The mostly likely reason for this is that you simply don't have many pif
files in your spam training set.  Check it out.

> I can guarantee you that I've never been emailed a single .pif file
> from an actual human being :)  But tokenizer.crack_filename only
> splits up filenames by path elements, so ".pif" never got scored.

Not so:

def crack_filename(fname):
    yield "fname:" + fname
    components = fname_sep_re.split(fname)
    morethan1 = len(components) > 1
    for component in components:
        if morethan1:
            yield "fname comp:" + component
        pieces = urlsep_re.split(component)
        if len(pieces) > 1:
            for piece in pieces:
                yield "fname piece:" + piece

fname_sep_re only splits on *path* components:  forward slash, backward
slash, and colon.  Each component in turn is then split on urlsep_re, which
includes a wide variety of de jure and de facto URL metacharacters.  '.' is
among them, and the pif here should be yielding a

    'fname piece:pif'

token.  It it isn't, there's some sort of bug.  The filename as a whole
should have been extracted via the

    fname = msg.get_filename()
    if fname is not None:
        for x in crack_filename(fname):
            yield 'filename:' + x

portion of crack_content_xyz().  A

    'content-disposition:attachment'

token should have been produced by the code just before that.  Similarly for
Content-Type.  As the comments say, though, Content-Transfer-Encoding is
ignored because test results showed that including it changed results in
minor ways, for both better and worse, across distinct test runs.

>
> I suggest changing fname_sep_re to include ".", like so:
>
>   fname_sep_re = re.compile(r'[./\\:]')

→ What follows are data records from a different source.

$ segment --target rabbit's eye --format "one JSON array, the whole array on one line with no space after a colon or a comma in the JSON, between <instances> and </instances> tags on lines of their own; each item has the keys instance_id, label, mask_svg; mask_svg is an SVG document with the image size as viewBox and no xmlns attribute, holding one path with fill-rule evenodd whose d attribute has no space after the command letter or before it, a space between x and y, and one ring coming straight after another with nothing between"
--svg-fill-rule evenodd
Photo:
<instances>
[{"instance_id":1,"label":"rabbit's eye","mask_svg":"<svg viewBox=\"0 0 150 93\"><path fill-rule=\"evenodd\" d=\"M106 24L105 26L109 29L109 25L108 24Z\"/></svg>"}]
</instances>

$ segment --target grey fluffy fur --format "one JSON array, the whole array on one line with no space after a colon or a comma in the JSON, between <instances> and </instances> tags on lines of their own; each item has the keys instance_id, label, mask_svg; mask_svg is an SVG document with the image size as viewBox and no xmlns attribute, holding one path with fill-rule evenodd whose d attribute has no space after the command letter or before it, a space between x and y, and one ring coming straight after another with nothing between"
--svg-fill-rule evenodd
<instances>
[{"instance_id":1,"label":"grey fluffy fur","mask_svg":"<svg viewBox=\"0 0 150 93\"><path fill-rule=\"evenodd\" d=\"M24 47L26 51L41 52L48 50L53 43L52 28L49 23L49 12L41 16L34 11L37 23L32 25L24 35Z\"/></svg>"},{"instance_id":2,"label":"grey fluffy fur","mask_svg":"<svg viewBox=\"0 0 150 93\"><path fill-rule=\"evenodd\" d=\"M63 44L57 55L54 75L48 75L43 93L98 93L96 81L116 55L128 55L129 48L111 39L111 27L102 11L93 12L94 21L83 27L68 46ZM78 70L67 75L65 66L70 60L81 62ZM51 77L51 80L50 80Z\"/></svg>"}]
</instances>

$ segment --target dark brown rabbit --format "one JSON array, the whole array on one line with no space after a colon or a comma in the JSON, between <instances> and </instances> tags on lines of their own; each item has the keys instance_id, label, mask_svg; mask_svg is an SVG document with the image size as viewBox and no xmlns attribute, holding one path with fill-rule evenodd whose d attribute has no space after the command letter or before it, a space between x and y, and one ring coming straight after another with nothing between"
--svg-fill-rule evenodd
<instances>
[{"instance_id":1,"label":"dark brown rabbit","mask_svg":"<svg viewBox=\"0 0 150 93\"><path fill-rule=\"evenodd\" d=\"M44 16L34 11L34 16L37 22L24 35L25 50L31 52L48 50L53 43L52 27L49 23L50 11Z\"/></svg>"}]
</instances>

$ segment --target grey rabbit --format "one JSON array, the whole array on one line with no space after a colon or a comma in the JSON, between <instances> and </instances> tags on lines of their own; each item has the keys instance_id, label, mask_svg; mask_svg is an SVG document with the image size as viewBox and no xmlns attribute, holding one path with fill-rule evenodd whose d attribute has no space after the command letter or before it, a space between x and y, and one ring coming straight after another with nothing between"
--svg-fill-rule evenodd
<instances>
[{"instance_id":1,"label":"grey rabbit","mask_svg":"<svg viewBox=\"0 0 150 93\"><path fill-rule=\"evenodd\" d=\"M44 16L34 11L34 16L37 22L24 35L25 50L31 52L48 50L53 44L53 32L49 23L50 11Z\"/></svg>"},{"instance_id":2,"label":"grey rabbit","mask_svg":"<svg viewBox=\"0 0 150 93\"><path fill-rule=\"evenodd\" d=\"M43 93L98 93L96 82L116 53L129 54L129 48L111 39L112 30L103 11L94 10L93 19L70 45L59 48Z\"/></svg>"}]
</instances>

Nope.  That's not what this regexp is for.  If you're not seeing the tokens
mentioned above, there *is* a bug here, and I'd like to know about that.
But the mere fact that a pif token didn't make into the list of best
discriminators for this message doesn't mean anything.

> Unfortunately, I can't back up my suspicion that this is a good idea, as
> it results in an across-the-board tie on my corpora.  Maybe someone with
> larger corpora could try it out.  (Tim?)

I did find value in what crack_filename did else I wouldn't have added the
code <wink>.  I don't know how much value I got specifically from finding
pif tokens, but I noticde once that finding .exe extensions seemed valuable
on a test run.  As always, though, the idea is tokenize everything and not
think too much <wink -- this is ironic given how much sweat has gone into
tokenizing in effective ways!>.